Haverá alguma possibilidade de se recuperar o centro, a partir da identificação daqueles que tenham demonstrado solidariedade e identificação para os que mais sofreram? A percepção de humanização pode ser um diferencial neste suposto retorno ao centro? Hipótese difícil inclusive de ser articulada. Estamos falando de um sentimento sutil que pode perpassar a sociedade, mas que não se manifestará com clareza. Aqui, teríamos em mente o acolhimento de posições políticas fora do crivo da polarização, num espaço de convergência de polos até então vistos como opostos. Nesta direção, contemplaríamos uma saída do cenário que até então vem se manifestando, este que tem sido capaz de ideologizar o vírus e o encaminhamento da solução da pandemia. Os posicionamentos mais aguerridos nas redes sociais parecem indicar a persistência da polarização, mas todos sabemos que estamos num cenário inédito com desdobramentos difíceis de serem mapeados. E é bom que se enfatize que este tema passa pela emoção, de longe, o que costuma dificultar qualquer prognóstico sobre o comportamento dos eleitores nas eleições.

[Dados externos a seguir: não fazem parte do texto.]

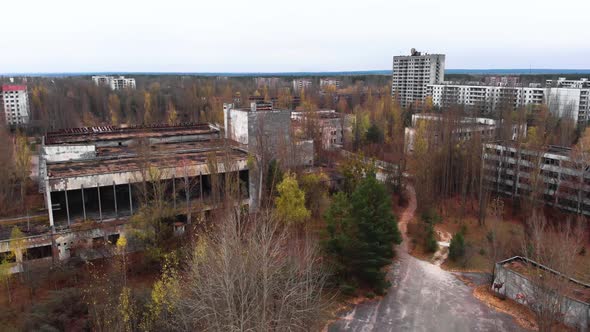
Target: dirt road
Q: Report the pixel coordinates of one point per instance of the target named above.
(423, 297)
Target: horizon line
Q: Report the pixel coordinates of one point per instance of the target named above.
(537, 71)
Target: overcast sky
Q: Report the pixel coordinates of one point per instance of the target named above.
(279, 36)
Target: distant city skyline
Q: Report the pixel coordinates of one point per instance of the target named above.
(261, 36)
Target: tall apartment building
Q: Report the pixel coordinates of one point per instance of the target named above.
(325, 82)
(413, 73)
(14, 103)
(564, 98)
(561, 177)
(484, 98)
(115, 83)
(302, 84)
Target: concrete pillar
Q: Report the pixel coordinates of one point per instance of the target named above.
(130, 199)
(188, 198)
(99, 202)
(67, 204)
(83, 201)
(48, 203)
(115, 195)
(201, 185)
(174, 189)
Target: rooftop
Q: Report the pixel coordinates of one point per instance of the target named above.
(10, 87)
(123, 159)
(106, 133)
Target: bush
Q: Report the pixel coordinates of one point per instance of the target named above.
(348, 289)
(431, 217)
(457, 247)
(62, 310)
(463, 229)
(431, 243)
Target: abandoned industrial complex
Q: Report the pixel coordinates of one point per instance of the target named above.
(96, 178)
(100, 176)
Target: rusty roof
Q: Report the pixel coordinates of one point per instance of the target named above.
(98, 133)
(123, 159)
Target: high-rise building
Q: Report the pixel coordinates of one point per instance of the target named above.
(302, 84)
(412, 73)
(564, 98)
(14, 102)
(115, 83)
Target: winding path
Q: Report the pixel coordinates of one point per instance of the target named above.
(423, 297)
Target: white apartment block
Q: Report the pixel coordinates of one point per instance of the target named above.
(568, 99)
(325, 82)
(485, 98)
(14, 102)
(115, 83)
(564, 179)
(413, 73)
(302, 84)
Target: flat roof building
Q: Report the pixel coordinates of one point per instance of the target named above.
(94, 173)
(115, 83)
(565, 99)
(302, 84)
(14, 104)
(562, 178)
(412, 73)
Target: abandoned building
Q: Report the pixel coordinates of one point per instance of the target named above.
(559, 176)
(92, 173)
(266, 131)
(332, 128)
(94, 179)
(464, 128)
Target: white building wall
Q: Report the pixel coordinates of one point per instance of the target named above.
(15, 106)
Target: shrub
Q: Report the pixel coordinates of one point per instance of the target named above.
(63, 309)
(431, 217)
(347, 289)
(431, 243)
(457, 247)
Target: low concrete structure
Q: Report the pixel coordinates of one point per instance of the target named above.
(332, 127)
(90, 173)
(518, 287)
(465, 128)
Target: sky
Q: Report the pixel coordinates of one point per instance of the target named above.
(287, 36)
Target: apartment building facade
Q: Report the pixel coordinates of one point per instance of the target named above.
(413, 73)
(14, 103)
(484, 98)
(560, 176)
(564, 98)
(302, 84)
(115, 83)
(330, 81)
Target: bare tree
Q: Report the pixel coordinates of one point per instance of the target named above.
(553, 248)
(251, 275)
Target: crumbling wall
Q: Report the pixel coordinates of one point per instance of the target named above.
(576, 313)
(56, 153)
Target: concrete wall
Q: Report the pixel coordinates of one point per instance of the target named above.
(63, 242)
(577, 313)
(56, 153)
(236, 123)
(107, 179)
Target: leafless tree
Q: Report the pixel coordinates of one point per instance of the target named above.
(251, 275)
(552, 247)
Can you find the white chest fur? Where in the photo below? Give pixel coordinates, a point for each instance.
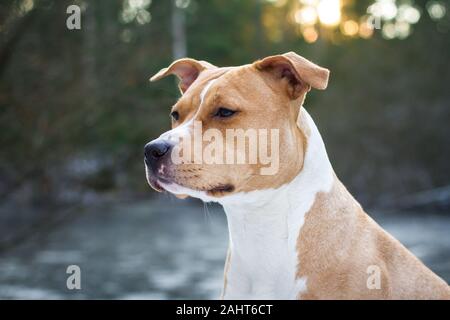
(264, 227)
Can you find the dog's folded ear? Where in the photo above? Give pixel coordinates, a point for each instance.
(301, 73)
(186, 69)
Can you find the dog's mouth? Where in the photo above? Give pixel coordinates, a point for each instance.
(220, 190)
(162, 184)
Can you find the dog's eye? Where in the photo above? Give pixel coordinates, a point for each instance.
(224, 113)
(175, 115)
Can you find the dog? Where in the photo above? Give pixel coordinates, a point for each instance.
(296, 234)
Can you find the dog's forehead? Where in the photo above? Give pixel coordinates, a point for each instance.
(225, 75)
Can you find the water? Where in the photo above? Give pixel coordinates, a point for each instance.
(164, 249)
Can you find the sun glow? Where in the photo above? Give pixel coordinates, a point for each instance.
(329, 12)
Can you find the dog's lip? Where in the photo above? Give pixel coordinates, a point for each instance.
(221, 189)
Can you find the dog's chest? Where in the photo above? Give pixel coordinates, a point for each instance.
(263, 260)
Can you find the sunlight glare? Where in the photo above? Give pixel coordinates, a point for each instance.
(329, 12)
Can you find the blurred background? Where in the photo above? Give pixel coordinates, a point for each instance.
(76, 109)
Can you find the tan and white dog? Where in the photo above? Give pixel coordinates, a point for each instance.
(298, 234)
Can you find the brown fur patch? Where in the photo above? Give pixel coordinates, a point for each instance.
(339, 241)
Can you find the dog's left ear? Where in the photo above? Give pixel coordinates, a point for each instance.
(186, 69)
(301, 73)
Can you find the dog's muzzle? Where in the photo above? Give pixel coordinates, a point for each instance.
(157, 159)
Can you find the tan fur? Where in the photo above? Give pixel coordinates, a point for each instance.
(338, 240)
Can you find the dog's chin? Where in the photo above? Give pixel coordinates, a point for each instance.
(180, 191)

Haverá espaço para o surgimento de novas lideranças? Serão abertas perspectivas de identificação humanizada com quem quer que se entenda que se saiu melhor na condução das estratégias durante a pandemia? Esta é uma das reflexões mais atraentes, inclusive por conta da aderência mais positiva à renovação da política, o que vem a confundir ideal com o real. Mas, de fato, o momento do enfretamento da pandemia abre espaço para quem venha a ter identificação popular: ministros, secretários, profissionais de saúde. Pode ser, sim, que a saída da quarentena apresente sinais de volatilidade em relação a isso, no surgimento de novos atores políticos, algo impensável antes deste evento. No entanto, a percepção positiva em relação a quem se entendeu que esteve por perto, alerta e na luta pelas melhores alternativas, pode também ocupar um espaço significativo. E esta pessoa pode ser aquela que conte com maior recall e investimento nas redes sociais.
Quantas outras possibilidades e frentes temos para supor a continuidade de nossas vidas políticas na saída da quarentena? Quais outros cenários podem ser explorados com proveito e com perspectivas de aprofundamento? Estas questões, sendo ou não respondidas, farão parte da pesquisa em comportamento político durante algum tempo, para além inclusive de 2020.